Le ré entraînement attentionnel aide aussi les personnes souffrant d’anxiété à réorienter leur attention vers des stimuli plus neutres, au lieu d’être constamment concentrées sur les stimuli représentant une menace. Anthony (2011) souligne également l’efficacité d’une intervention gagnant en popularité, soit la thérapie d’acceptation et d’engagement (ACT). Cette thérapie basée sur la pleine conscience a pour but de réduire l’anxiété en acceptant les pensées négatives au lieu de les combattre et en s’engageant de façon comportementale vers une vie riche correspondant aux valeurs du patient. L’ACT s’est d’ailleurs avéré efficace pour traiter le Troubles d’anxiété généralisée. Finalement, lorsque l’on souhaite modifier le comportement d’une personne anxieuse, l’entretien motivationnel apparaît comme une solution efficace. En effet, en augmentant le sentiment de compétence du patient, on augmente du même coup sa motivation intrinsèque envers le comportement souhaité, ce qui résulte en une hausse dudit comportement. À la lumière de cette brève synthèse de l’article d’Anthony (20 Il), on peut donc affirmer qu’un traitement complet de l’anxiété s’attarde principalement sur le contenu des pensées, sur l’engagement comportemental et sur la direction attentionnelle de la personne. Il est aussi à noter que la plupart des interventions présentées sont d’ordre cognitif, donc elles utilisent le chemin de l’esprit vers le corps.

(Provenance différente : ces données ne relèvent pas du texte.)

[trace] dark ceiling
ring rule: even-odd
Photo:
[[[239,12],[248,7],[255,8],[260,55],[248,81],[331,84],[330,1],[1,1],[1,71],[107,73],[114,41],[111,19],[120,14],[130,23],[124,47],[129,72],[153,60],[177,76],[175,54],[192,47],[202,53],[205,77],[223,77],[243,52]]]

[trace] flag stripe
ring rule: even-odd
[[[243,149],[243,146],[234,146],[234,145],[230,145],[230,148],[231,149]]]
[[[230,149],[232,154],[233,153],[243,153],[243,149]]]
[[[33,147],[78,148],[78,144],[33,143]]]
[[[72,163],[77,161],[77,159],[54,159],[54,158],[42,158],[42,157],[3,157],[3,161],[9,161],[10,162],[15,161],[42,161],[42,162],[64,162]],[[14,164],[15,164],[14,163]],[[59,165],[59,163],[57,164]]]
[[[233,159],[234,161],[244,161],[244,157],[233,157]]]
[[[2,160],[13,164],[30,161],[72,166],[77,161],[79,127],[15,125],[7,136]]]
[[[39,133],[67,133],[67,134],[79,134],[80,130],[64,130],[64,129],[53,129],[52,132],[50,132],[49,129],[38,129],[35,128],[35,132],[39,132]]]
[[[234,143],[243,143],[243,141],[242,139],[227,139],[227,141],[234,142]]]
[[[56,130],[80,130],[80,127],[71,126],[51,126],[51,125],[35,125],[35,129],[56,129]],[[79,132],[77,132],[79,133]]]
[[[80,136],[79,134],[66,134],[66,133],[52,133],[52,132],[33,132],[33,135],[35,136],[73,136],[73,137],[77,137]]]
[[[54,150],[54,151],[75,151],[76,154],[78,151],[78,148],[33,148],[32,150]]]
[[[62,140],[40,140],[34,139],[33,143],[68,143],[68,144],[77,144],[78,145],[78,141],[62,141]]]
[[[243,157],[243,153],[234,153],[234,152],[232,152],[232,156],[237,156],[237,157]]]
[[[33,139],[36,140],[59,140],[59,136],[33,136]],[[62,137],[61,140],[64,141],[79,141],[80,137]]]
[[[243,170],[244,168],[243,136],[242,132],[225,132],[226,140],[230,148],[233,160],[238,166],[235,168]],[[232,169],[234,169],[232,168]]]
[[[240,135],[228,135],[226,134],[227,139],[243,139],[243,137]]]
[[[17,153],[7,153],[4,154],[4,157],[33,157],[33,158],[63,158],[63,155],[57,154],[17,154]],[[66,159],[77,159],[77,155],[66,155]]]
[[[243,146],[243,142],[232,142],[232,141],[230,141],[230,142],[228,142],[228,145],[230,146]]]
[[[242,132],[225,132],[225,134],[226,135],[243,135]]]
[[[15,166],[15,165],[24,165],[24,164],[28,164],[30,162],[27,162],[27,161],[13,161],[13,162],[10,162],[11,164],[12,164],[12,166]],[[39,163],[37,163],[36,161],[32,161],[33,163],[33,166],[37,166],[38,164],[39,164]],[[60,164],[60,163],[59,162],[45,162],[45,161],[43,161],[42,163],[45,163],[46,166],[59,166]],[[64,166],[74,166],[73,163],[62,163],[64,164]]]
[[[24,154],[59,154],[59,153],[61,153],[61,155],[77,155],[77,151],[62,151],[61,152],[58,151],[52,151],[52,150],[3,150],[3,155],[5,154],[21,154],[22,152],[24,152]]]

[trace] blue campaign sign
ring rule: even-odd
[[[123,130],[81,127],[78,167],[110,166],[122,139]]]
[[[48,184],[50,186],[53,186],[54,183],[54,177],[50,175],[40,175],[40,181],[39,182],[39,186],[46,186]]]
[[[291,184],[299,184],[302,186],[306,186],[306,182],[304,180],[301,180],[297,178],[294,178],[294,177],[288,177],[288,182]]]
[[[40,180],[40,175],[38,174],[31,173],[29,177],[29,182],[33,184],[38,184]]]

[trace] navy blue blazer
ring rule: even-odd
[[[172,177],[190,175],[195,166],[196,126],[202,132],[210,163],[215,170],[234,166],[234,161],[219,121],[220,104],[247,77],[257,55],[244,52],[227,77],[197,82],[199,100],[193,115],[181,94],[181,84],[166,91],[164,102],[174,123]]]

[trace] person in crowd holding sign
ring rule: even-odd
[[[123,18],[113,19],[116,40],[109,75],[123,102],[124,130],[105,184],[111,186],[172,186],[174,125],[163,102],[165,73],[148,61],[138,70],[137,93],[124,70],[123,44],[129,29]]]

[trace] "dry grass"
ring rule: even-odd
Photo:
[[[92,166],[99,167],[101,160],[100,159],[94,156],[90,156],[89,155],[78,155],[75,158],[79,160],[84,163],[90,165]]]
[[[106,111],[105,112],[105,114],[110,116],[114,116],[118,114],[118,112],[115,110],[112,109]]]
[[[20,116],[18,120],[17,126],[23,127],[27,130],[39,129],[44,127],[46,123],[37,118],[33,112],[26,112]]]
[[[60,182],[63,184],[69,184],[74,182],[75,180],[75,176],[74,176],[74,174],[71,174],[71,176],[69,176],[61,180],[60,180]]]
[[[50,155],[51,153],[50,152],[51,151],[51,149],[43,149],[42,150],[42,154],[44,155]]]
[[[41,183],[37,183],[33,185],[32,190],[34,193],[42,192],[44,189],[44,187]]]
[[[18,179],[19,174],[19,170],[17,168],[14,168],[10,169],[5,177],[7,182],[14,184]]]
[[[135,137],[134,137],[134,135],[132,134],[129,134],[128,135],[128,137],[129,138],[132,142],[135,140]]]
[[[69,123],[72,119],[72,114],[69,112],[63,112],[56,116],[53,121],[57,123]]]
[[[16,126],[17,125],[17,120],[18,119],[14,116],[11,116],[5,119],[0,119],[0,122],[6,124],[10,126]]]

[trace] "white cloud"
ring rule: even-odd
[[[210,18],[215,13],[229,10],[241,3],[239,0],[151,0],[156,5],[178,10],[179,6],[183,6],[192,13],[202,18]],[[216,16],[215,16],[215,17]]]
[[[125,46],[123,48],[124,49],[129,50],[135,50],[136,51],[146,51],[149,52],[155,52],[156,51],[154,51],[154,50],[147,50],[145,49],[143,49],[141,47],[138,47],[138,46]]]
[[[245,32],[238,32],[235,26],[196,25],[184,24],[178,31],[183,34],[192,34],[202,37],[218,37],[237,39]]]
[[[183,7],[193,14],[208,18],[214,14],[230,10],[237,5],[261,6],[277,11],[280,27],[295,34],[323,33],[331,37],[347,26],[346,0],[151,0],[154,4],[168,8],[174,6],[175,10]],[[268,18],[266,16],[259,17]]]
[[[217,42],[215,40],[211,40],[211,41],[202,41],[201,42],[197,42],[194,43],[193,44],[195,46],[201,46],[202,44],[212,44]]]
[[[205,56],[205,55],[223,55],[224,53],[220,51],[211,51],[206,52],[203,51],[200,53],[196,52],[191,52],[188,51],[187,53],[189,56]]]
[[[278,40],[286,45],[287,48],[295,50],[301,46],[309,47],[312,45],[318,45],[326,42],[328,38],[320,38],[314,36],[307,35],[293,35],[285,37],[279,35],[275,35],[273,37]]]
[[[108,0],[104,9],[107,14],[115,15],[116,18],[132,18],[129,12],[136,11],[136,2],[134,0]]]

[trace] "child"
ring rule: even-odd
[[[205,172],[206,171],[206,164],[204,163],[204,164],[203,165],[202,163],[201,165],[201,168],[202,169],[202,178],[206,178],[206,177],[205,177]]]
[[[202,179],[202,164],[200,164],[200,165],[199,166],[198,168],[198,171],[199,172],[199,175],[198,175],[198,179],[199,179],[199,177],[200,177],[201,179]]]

Les interventions employées en psychologie du sport
Dans le domaine de la psychologie du sport, l’entraînement des habiletés mentales est l’approche préconisée pour améliorer la performance des athlètes, et ce, depuis les années 1980 (Weinberg & Gould, 2015). L’entraînement des habiletés mentales consiste à la pratique systématique et substantielle d’habiletés mentales ou psychologiques dans le but d’améliorer la performance, d’augmenter le plaisir ou d’atteindre une plus grande satisfaction personnelle dans le sport ou l’activité physique (Weinberg & Gould, 2015). Entre autres, Suinn (1983) propose un programme pour atteindre la performance optimale en sept étapes, c’est-à-dire en développant sept habiletés mentales, soit 1) la relaxation, 2) la gestion du stress, 3) le contrôle de la pensée positive, 4) l’autorégulation, 5) l’imagerie mentale, 6) la concentration et 7) le contrôle énergétique. En ce qui a trait à l’étape de la gestion du stress, l’athlète est amené à apprendre à reconnaître les situations stressantes en portant son attention au moment où il ressent du stress et comment celui-ci se manifeste dans son corps. Par la suite, dans le but de prévenir une baisse de performance causée par le stress, l’athlète apprend à se relaxer, à se centrer et à évaluer son niveau de stress.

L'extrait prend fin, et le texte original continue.